硫化水素は歯垢のほかに、舌苔という舌の汚れでも発生しやすいため、生理的口臭の原因としても大きな割合を占めています。
生ごみのような臭い
生ゴミやキャベツが腐ったような臭いが特徴の「ジメルサルファイド」という揮発性硫黄化合物も、歯周病の口臭の原因としてあげられます。
ジメルサルファイドは「磯の香り」のもとになっている成分で、海苔のにおいにも含まれています。
ジメルサルファイドによる口臭は、消化器や肝臓の疾患でも起こりやすいことから、虫歯や歯周病などの症状がみられない場合は、全身疾患の可能性も考えられます。

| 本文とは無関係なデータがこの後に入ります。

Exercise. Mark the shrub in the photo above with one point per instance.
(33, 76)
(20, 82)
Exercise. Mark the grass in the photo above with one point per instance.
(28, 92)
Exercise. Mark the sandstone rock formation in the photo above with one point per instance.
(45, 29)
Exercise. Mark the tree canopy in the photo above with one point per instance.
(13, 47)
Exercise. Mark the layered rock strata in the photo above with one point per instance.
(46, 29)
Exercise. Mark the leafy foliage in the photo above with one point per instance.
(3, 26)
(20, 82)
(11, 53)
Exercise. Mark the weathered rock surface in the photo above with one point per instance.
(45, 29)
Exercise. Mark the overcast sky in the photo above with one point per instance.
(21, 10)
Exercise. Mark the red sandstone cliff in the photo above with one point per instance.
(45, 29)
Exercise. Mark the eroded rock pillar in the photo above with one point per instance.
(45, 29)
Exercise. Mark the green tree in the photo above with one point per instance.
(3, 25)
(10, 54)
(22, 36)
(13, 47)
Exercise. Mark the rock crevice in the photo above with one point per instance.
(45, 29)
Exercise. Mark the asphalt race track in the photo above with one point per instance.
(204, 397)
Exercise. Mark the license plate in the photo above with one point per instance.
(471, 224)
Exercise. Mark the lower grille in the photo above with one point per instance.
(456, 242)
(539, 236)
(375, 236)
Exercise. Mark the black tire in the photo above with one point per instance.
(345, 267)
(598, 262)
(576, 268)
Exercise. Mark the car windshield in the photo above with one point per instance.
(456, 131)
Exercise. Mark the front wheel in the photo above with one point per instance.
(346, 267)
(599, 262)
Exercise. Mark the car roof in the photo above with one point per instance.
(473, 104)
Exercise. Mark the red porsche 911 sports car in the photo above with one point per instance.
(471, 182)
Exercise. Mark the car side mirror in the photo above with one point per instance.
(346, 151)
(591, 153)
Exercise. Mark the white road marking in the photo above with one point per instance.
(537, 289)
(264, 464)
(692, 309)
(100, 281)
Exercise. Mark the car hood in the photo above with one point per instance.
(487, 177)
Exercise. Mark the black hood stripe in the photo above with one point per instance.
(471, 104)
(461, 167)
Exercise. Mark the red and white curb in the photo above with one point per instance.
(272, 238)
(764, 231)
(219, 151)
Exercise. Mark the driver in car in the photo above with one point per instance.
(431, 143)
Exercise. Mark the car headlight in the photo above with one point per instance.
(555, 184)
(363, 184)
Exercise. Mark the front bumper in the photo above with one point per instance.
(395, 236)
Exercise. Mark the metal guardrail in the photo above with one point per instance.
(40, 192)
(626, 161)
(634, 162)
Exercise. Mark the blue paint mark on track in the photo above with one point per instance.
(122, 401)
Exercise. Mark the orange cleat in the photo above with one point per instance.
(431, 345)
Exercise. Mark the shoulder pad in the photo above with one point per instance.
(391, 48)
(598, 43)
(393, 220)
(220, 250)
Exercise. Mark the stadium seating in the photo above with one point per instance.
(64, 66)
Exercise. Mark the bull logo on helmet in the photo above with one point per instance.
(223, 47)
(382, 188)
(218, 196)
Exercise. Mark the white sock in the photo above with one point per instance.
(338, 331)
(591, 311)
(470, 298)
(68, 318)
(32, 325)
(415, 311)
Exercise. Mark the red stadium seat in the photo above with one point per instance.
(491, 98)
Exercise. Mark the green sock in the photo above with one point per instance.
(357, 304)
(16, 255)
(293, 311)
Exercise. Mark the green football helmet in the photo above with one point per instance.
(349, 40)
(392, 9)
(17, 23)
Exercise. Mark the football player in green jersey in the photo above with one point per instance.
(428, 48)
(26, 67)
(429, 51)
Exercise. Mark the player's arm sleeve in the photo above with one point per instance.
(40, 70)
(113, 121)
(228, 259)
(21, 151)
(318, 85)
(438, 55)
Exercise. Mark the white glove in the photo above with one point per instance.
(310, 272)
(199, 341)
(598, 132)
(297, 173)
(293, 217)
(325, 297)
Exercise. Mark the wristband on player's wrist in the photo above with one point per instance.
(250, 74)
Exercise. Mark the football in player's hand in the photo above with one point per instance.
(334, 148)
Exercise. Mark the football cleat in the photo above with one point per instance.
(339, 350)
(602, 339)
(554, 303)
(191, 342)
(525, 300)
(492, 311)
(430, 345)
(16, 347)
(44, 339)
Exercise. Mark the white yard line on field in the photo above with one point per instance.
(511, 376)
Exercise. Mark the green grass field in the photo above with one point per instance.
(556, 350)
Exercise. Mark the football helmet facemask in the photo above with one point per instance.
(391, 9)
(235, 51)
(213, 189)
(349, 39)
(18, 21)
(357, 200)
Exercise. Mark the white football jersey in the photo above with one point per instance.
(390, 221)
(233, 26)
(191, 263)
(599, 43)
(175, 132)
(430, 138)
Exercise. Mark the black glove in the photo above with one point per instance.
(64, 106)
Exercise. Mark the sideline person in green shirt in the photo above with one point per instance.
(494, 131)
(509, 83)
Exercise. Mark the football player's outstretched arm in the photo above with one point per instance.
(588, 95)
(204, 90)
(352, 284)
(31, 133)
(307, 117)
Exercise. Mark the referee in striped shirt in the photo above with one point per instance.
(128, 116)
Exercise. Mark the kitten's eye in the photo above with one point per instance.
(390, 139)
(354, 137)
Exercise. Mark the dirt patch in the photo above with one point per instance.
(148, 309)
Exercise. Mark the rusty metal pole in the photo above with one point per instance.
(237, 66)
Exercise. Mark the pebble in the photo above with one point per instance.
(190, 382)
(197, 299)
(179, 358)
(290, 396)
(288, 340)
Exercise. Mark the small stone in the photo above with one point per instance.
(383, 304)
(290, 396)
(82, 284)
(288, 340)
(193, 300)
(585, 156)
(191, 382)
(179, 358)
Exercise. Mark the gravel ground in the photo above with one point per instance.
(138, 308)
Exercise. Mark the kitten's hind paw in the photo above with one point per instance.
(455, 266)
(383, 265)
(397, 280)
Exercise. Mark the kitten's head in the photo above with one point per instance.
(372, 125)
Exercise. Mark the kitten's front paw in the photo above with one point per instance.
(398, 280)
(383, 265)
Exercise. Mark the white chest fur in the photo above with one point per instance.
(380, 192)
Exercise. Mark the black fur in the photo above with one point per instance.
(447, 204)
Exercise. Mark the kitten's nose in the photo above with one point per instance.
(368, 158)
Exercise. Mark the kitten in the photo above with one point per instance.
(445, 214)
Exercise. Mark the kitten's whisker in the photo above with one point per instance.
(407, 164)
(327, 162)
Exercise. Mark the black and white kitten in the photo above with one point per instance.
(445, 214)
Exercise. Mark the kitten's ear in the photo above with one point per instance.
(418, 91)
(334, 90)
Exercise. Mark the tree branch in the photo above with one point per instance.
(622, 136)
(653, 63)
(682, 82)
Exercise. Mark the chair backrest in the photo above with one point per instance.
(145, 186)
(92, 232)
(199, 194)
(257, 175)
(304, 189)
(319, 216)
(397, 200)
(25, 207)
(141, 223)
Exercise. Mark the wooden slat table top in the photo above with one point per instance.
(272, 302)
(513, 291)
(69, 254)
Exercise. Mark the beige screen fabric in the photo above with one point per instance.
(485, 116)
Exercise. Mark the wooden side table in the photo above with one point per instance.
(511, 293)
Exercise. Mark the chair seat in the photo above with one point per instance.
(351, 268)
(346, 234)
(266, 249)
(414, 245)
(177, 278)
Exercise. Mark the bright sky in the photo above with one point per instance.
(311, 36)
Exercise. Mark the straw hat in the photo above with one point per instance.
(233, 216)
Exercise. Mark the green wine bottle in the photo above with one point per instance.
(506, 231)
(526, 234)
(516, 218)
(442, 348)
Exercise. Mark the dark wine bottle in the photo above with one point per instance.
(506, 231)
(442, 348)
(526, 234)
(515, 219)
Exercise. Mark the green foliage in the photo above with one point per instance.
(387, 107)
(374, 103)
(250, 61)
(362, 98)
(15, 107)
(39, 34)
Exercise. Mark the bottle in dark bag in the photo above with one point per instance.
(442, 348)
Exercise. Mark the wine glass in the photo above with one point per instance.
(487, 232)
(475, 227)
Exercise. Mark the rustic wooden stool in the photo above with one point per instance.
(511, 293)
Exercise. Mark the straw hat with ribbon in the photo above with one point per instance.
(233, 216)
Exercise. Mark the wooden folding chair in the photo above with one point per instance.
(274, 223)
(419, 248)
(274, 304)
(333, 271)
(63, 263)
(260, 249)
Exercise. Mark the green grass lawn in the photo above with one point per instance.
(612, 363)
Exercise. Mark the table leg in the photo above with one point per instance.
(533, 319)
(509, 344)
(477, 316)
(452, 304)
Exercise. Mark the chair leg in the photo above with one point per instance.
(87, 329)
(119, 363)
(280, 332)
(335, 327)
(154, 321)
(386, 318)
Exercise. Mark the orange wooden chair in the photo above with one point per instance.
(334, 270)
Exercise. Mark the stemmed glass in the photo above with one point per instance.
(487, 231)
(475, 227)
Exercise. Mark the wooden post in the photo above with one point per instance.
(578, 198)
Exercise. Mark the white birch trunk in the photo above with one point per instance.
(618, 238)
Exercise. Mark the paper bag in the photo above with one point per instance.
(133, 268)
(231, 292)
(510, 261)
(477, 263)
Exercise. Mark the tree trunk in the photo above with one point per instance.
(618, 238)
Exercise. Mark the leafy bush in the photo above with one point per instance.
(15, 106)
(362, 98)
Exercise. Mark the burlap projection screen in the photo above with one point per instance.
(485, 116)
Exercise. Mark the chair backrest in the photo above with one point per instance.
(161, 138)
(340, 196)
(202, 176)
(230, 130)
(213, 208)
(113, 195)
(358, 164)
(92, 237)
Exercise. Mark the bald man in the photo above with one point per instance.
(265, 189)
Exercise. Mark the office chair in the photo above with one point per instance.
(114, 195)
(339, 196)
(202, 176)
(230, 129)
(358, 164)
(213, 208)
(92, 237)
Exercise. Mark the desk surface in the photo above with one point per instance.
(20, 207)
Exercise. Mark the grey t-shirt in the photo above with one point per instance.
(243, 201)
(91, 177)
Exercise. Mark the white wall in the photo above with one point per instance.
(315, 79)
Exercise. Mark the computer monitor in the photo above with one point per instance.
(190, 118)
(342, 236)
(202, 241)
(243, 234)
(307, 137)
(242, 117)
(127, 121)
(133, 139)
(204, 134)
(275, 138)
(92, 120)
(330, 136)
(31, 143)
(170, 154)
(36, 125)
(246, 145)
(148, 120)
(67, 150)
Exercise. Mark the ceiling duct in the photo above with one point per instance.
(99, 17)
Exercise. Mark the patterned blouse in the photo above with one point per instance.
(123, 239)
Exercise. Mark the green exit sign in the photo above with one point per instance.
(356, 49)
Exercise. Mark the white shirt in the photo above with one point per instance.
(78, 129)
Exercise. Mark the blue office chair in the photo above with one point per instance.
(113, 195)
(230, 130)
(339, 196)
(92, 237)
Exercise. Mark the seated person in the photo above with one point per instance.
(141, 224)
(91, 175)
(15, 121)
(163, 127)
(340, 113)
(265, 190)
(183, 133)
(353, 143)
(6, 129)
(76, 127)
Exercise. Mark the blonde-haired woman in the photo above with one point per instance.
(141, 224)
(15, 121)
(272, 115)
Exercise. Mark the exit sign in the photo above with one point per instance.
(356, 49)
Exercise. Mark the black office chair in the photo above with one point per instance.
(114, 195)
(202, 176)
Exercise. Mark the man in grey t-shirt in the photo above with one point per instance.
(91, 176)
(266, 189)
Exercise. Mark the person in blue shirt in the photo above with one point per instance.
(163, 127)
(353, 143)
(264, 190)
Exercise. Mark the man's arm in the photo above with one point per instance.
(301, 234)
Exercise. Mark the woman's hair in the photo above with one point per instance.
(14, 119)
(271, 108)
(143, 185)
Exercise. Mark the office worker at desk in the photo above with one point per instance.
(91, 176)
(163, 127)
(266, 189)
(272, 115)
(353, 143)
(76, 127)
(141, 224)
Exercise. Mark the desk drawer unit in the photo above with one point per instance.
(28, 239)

以上のような口臭があるのを感じたら、歯周病の可能性がありますので歯医者に行ってください。
もし歯周病が進行している場合は、早期に歯科医に相談して適切な治療を受けることが重要です。
症状がなくなったからと言って治ったわけではありません。
緩解しただけの場合が多くあります。
治ったと勘違いしないで歯医者に行ってくださいね。